The type (M_) thing is not used to separate any memory, is is merely
used for accounting.
AFAICS this pre-zeroing can be avoided.
I'm responding because I think the syscall can be used to cause memory
leaks, or at least that would be possible to do on other systems with
this code.
First, I realize the syscall is still operating under the big kernel lock.
For a normal single-threaded case I assume repeat calls are going to
error out early as pr->ps_libcpin.pn_start will be set > 0. Albeit I
think this is a bad thing to rely on -- I would add a flag that the
table got pinned already.
Suppose someone crafted a static binary which spawns threads, which then
proceed to call pinsyscalls (and the call was not issued prior).
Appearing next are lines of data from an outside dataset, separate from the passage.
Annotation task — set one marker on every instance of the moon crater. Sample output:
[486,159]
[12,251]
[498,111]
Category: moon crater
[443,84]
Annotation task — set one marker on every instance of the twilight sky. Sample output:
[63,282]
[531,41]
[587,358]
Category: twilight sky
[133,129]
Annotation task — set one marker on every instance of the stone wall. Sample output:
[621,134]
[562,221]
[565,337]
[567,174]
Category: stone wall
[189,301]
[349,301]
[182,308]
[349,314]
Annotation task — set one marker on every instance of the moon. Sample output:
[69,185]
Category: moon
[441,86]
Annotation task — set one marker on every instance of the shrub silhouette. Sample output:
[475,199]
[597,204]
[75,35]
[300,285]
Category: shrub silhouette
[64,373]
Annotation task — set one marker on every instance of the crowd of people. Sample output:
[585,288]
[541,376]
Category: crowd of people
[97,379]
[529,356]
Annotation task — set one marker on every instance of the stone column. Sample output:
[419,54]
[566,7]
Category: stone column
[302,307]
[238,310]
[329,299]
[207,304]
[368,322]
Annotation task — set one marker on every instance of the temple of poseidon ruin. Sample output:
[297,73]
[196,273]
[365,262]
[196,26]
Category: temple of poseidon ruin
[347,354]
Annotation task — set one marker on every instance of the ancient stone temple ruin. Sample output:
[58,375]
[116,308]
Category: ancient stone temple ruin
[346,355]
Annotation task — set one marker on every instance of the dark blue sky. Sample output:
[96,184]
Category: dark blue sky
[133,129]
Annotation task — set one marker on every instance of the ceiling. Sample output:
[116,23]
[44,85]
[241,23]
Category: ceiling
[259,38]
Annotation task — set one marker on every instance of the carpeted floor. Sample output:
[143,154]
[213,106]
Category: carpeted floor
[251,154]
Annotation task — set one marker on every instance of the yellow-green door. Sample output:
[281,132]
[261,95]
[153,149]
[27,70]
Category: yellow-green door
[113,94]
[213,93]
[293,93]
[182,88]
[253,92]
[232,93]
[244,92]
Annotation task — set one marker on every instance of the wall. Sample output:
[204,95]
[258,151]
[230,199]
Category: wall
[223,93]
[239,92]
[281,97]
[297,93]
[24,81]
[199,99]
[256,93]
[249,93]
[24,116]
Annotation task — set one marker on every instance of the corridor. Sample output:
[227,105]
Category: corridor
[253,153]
I'm
assuming this is is possible on OpenBSD.
Further assume the addresses to copy from are backed by not-yet-read
files.
Then this copyin:
error = copyin(SCARG(uap, pins), pins, npins * sizeof(u_int));
if (error)
goto err;
will go off cpu and drop the kernel lock, allowing other threads to
reach the same point, all still observing pr->ps_libcpin.pn_start == 0.
Then several threads will reach this assignment:
pr->ps_libcpin.pn_start = base;
is going to override all previously set bufs, leaking them.